Reducing your beneficiaries’ potential Inheritance Tax bill or mitigating it out altogether
With careful planning and professional financial advice, it is possible to take preventative action to either reduce your beneficiaries’ potential Inheritance Tax bill or mitigate it out altogether.
1. Make a Will
A vital element of effective estate planning is to make a Will – unfortunately, a significant number of adults with children under 18 fail to do so. This is mainly due to apathy, but also a result of the fact that many of us are uncomfortable talking about issues surrounding our death. Making a Will ensures your assets are distributed in accordance with your wishes.
This is particularly important if you have a spouse or partner, as there is no IHT payable between the two of you, but there could be tax payable if you die intestate – without a Will – and assets end up going to other relatives.
2. Make allowable gifts
You can give cash or gifts worth up to £3,000 in total each tax year, and these will be exempt from Inheritance Tax when you die.
You can carry forward any unused part of the £3,000 exemption to the following year, but then you must use it or lose it.
Parents can give cash or gifts worth up to £5,000 when a child gets married, grandparents up to £2,500 and anyone else up to £1,000. Small gifts of up to £250 a year can also be made to as many people as you like.
3. Give away assets
Parents are increasingly providing children with funds to help them buy their own home. This can be done through a gift, and, provided the parents survive for seven years after making it, the money automatically ends up outside their estate for IHT calculations – irrespective of size.
4. Make use of trusts
Assets can be put in trust, thereby no longer forming part of the estate. There are many types of trust available, and they usually involve parents (called ‘settlors’) investing a sum of money into a trust. The trust has to be set up with trustees – a suggested minimum of two – whose role is to ensure that on the
death of the settlors, the investment is paid out according to the settlors’ wishes. In most cases, this will be to children or grandchildren.

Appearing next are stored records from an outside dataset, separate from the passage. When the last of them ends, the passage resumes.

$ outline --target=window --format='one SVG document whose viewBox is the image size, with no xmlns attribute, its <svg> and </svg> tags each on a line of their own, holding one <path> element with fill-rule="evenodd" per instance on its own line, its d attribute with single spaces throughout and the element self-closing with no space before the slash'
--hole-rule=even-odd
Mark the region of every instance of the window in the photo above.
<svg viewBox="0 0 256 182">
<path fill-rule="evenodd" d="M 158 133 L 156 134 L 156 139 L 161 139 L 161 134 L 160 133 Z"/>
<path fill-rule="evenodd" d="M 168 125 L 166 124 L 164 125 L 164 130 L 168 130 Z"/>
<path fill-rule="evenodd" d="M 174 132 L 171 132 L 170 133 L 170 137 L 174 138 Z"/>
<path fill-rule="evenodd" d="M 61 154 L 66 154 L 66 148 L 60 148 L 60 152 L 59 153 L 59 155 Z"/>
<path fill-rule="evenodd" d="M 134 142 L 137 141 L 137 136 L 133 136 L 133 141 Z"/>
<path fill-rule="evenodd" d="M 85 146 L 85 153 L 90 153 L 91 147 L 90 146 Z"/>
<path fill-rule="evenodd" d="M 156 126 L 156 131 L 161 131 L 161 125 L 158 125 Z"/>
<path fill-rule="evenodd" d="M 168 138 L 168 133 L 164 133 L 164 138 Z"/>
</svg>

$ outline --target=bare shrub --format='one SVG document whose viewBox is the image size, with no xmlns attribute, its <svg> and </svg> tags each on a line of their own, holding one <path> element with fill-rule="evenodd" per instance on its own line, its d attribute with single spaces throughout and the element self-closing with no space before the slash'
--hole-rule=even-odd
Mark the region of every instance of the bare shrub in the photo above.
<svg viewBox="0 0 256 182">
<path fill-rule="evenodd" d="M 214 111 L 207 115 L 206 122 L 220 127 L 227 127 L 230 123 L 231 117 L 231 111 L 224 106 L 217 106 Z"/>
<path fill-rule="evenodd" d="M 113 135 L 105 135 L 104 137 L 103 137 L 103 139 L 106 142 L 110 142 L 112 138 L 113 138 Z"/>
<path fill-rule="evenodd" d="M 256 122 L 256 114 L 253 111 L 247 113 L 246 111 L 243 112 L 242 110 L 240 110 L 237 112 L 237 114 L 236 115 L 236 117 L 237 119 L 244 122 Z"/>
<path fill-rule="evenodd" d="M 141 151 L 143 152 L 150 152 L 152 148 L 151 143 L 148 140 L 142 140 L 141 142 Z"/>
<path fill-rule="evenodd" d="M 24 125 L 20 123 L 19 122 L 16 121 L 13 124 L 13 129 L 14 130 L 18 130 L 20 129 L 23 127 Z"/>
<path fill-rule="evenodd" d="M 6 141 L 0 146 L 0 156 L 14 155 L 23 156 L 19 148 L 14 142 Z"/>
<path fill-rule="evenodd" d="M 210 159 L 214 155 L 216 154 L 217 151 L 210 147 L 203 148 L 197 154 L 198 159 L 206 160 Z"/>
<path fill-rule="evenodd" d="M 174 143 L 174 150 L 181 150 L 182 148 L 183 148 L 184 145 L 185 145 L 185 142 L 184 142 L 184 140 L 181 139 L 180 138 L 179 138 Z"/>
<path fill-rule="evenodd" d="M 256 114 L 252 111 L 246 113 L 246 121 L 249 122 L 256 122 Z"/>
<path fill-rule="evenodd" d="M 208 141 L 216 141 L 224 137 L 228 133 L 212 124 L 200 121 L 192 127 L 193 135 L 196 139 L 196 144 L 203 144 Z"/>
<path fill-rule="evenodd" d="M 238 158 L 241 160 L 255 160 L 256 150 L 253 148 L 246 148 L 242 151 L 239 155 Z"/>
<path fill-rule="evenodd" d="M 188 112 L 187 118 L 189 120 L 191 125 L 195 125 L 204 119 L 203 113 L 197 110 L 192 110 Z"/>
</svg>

The most widely used trust is a ‘discretionary’ trust, which can be set up in a way that the settlors (parents) still have access to income or parts of the capital.
It can seem daunting to put money away in a trust, but they can be unwound in the event of a family crisis and monies returned to the settlors via the beneficiaries.
5. The income over expenditure rule
As well as putting lump sums into a trust, you can also make monthly contributions into certain savings or insurance policies (not Individual Savings Accounts) and put them in trust.
The monthly contributions are potentially subject to IHT, but if you can prove that these payments are not compromising your standard of living, they are exempt.
6. Provide for the tax
If you are not in a position to take avoiding action, an alternative approach is to make provision for paying IHT when it is due.
The tax has to be paid within six months of death (interest is added after this time).
Because probate must be granted before any money can be released from an estate, the executor – usually a son or daughter – may have to borrow money or use their own funds to pay the IHT bill.
This is where life assurance policies written into an appropriate trust come
into their own. A life assurance policy is taken out on both a husband’s and wife’s life, with the proceeds payable only on second death.
The amount of cover should be equal to the expected IHT liability. By putting the policy into an appropriate trust, it means it does not form part of the estate.
The proceeds can then be used to pay any IHT bill without the need for the executors to borrow.